April 2021
Priscilla Melchior
priscilla.melchior@gmail.com
priscilla.melchior@gmail.com
Bio Note: I am a retired community newspaper journalist living in the mountains of Virginia with
my husband and two border collies. I’ve been published in, among others, the North Carolina Literary Review,
on literary websites such as Streetlight.org and The Ekphrastic Reveiew, and won several awards
from the Poetry Society of Virginia. Though I am well past retirement age, I am a relatively young poet, having
just begun about eight years ago.
Circumlocution
I’m no student of Latin but I am sure that, buried deep in the tombs of that dead tongue, are heretofore unknown classifications of words that make onomatopoeia shut its vowelly mouth to jingle, boom and clang no more. Consider, for instance, those which contain the seeds of what they actually mean, like benign, which sprouted its own curling, silent tumor, the g, for no medically etymological reason — or aggressive, which attacks with double-barrel consonants proving that Mr.
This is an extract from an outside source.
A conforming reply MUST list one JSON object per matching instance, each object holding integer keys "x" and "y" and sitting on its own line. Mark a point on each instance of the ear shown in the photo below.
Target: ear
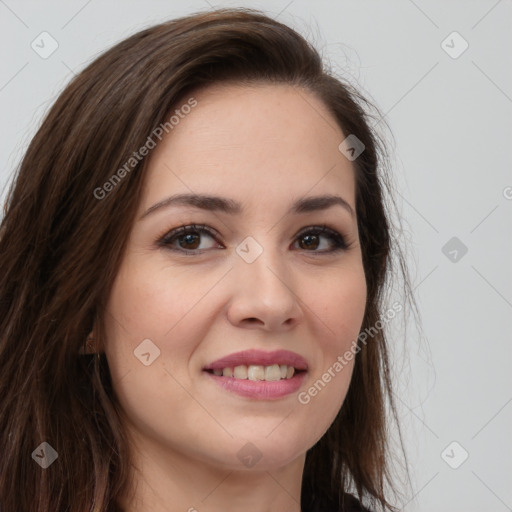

G is not really harmless at all. Then there are words that look like what they are, a visual category, if you will: parallel or (Avert your eyes!) boob. Even church. I was told as a child that the word is what it is: u.r. in church. See the steeples on either end? I lie in bed at night and think of these things, linguistic lullabies, misdirections from words I want to forget: Cancer. Death. War. I search for dreams in darkness, escape into the melody of language. Anaphora, anaphora, anaphora. Amen.